Our goal is to translate the MCOPPB treatment into a clinically effective and safe therapy for combatting HF progression. Our in vivo experiment demonstrated that post-MI rats did not show any notable side effects such as body weight loss and lethargy with MCOPPB intraperitoneal injection for 3 months. Raffaele M et al. [13] administered MCOPPB (5 mg/kg/day) intraperitoneally to mice for 2 months to investigate if MCOPPB has anxiolytic and senolytic effects. They observed weight gain and mild hepatic stress characterized by a low grade of steatosis. In our study, we did not examine the liver. Regarding body weight, no significant weight gain in the MCOPPB group was observed compared to the saline group. In fact, weight gain in the male MCOPPB group was less than in the male saline group (% body weight gain; saline group vs. MCOPPB group: 22 ± 3% vs. 13 ± 0.6%, p < 0.05) (Figure 3B). We enrolled 8-week-old male and female rats. Although they are adults, they still continue to gain weight according to a weight chart (Charles River Laboratories website. https://www.criver.com/sites/default/files/resources/doc_a/CDIGSRatModelInformationSheet.pdf (accessed on 30 October 2024)).

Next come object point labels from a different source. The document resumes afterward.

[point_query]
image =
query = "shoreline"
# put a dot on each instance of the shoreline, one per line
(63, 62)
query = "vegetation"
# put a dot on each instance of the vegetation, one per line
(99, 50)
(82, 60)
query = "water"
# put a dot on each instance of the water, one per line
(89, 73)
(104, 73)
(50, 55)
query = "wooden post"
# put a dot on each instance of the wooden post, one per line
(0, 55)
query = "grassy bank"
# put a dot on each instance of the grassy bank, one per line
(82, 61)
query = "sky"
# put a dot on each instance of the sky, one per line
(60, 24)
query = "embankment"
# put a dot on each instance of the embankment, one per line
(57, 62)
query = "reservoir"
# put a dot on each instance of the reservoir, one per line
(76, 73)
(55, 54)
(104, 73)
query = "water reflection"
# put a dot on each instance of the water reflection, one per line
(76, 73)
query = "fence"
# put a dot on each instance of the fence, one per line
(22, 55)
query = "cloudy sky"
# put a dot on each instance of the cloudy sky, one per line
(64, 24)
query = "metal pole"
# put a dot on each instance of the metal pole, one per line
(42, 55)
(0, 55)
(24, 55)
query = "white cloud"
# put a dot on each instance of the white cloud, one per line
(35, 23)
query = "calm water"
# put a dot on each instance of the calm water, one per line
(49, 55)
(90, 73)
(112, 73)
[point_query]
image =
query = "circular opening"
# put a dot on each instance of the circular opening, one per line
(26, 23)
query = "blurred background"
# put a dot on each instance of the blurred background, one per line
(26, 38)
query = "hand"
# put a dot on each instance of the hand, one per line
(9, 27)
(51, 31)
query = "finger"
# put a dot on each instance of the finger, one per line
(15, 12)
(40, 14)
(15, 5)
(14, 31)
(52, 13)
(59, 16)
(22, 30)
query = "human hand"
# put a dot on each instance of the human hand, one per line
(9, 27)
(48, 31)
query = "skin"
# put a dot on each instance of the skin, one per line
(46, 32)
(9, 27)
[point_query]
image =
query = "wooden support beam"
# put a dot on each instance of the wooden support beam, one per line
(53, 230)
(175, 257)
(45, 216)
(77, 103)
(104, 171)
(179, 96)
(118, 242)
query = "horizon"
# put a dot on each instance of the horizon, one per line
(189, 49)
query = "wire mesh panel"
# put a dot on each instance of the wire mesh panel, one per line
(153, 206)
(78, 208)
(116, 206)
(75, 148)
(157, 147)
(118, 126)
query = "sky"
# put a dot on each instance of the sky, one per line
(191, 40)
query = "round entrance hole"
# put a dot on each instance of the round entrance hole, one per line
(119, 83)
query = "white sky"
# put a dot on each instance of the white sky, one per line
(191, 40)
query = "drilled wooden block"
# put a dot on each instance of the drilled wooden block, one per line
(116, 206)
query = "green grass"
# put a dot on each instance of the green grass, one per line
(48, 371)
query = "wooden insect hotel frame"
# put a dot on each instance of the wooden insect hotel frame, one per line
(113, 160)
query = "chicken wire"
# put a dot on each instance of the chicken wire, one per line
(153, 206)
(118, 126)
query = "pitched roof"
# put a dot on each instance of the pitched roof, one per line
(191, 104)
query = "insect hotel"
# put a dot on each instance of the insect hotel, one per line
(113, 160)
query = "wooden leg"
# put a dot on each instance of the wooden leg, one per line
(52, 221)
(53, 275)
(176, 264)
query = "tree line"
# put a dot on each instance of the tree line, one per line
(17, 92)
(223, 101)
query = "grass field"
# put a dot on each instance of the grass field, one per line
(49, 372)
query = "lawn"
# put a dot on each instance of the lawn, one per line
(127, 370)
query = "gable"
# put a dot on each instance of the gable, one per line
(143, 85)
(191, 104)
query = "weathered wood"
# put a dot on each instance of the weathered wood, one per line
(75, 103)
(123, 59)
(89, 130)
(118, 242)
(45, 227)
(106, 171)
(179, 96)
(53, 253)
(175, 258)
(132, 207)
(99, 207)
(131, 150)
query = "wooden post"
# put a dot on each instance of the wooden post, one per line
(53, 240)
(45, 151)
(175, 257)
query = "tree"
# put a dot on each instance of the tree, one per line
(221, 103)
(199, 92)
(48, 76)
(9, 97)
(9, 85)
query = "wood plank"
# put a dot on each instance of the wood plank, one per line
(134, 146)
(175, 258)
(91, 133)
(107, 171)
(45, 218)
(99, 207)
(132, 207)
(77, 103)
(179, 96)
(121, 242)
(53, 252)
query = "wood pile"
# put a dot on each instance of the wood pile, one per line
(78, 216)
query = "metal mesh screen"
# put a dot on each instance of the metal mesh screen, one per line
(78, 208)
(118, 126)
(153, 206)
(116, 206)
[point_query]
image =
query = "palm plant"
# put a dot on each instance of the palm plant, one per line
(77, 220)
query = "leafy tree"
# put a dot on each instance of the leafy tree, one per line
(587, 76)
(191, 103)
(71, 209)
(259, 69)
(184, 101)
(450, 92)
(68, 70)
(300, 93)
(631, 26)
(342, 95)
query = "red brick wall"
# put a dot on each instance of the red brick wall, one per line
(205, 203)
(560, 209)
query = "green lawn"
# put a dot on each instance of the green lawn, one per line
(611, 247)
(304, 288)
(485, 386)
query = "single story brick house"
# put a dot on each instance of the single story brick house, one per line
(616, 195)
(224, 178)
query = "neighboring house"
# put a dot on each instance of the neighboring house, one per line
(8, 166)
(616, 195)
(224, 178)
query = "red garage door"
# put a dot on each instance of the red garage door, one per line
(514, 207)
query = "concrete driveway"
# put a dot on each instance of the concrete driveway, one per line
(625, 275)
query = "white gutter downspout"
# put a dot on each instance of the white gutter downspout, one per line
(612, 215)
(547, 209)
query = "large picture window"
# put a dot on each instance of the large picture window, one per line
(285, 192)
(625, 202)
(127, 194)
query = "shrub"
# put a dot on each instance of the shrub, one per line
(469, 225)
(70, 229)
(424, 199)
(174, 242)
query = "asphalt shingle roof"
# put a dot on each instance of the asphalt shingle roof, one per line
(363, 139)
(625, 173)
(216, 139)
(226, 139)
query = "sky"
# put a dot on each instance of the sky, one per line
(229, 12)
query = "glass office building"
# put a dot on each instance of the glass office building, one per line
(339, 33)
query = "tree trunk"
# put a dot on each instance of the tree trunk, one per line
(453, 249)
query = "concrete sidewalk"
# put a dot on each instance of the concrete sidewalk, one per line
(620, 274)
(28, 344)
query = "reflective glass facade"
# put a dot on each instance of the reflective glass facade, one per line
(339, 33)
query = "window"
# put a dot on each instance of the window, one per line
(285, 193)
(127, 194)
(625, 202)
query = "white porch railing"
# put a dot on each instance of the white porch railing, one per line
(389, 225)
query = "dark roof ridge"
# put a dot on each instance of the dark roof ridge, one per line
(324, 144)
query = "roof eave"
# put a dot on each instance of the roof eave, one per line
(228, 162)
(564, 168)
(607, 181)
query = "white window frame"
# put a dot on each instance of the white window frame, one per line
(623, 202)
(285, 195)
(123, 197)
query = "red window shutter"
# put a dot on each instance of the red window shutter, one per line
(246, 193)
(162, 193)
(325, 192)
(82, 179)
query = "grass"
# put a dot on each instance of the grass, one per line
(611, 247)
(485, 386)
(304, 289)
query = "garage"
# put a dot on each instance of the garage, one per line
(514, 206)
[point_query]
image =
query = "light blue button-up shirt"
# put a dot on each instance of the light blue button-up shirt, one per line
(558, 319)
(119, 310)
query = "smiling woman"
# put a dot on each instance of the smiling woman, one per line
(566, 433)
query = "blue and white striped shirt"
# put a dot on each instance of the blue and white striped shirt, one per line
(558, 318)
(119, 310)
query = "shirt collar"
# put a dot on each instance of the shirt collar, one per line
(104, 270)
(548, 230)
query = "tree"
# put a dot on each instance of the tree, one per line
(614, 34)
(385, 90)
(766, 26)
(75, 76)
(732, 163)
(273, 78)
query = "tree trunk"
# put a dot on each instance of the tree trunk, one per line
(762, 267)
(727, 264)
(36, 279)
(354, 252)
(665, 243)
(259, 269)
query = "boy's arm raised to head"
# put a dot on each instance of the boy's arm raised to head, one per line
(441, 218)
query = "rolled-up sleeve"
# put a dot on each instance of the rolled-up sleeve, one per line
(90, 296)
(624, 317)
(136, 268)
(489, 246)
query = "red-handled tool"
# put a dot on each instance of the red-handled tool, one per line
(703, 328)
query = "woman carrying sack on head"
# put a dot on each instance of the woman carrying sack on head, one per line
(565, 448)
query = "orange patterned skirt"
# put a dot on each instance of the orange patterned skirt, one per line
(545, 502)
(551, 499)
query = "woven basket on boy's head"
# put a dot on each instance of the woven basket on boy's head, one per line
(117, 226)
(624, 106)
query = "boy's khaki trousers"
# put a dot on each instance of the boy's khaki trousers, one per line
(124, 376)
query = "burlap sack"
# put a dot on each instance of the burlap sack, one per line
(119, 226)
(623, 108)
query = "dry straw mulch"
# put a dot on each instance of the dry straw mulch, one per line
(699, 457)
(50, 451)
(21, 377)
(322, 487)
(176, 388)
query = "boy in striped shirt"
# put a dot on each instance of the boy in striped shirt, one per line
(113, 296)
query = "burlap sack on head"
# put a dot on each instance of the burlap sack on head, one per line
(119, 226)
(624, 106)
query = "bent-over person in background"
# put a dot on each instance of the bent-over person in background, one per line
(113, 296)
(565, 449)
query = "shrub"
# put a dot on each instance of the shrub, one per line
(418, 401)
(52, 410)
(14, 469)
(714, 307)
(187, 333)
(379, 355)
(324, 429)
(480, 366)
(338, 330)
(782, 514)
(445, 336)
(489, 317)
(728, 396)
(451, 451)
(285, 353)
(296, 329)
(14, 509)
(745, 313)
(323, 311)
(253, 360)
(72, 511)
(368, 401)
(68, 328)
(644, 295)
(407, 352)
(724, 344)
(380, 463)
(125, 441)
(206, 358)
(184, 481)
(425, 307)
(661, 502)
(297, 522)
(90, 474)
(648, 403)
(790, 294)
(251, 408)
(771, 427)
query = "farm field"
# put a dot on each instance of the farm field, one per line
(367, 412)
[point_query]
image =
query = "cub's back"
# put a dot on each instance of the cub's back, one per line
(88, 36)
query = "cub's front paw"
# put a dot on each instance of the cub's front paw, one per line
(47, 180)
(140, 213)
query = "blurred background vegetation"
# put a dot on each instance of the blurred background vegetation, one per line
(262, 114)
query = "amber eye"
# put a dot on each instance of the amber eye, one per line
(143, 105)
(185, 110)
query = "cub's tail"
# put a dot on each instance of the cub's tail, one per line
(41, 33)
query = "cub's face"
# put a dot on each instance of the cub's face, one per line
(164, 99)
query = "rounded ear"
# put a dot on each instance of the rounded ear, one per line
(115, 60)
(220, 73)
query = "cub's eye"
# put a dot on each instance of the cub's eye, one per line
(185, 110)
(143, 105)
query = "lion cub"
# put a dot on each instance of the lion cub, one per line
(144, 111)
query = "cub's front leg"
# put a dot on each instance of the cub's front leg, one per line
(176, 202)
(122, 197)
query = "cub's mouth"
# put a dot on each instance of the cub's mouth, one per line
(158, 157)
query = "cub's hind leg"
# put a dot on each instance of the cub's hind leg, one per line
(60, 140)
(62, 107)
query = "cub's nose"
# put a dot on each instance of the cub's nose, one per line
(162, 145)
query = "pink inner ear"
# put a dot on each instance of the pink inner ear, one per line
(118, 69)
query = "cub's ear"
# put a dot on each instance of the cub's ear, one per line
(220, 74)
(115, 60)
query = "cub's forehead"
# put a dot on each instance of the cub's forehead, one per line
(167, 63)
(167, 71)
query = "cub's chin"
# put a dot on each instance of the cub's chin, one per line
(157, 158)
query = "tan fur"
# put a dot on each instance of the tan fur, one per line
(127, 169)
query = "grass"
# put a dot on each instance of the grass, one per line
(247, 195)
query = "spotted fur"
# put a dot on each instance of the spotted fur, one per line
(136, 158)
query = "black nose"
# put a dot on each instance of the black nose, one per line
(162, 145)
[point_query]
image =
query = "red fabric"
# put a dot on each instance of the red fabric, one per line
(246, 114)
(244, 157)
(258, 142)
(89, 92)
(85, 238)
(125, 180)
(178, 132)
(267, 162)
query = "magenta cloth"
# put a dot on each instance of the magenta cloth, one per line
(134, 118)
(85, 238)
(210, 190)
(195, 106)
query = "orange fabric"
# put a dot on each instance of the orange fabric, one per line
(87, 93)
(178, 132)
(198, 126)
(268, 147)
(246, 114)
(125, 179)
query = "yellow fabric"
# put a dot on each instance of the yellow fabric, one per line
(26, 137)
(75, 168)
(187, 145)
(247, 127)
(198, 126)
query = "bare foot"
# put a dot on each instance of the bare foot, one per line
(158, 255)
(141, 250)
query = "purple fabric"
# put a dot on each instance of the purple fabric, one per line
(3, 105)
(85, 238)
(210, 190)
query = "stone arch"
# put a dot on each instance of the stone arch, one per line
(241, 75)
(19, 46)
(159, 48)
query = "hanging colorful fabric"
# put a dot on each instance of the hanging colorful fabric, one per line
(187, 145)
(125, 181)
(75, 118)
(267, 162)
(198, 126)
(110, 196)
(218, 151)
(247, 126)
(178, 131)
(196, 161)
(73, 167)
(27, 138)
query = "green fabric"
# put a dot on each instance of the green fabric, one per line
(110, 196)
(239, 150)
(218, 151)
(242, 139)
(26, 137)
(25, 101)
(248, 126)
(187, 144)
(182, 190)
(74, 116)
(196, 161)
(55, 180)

Therefore, there is a possibility that our data indicate that MCOPPB suppressed weight gain in the male group. Another possible factor affecting body weight is the induction of myocardial infarction. In previous rat myocardial infarction experiments, we observed that some rats did not gain weight after the surgery, possibly because of the severity of the infarction. We plan to perform further experiments with prolonged administration of MCOPPB as well as increased animal numbers.

Study Limitations

The preliminary in vitro experiments suggest underlying molecular mechanisms that enable MCOPPB to suppress HF. However, the experiments are incomplete. We used H9C2 cells and neonatal cardiomyocytes for the preliminary experiments. We plan to repeat thorough in vitro experiments with adult cardiomyocytes. We expect that further studies on the molecular mechanism of MCOPPB can also elucidate potential wanted and unwanted effects of its use.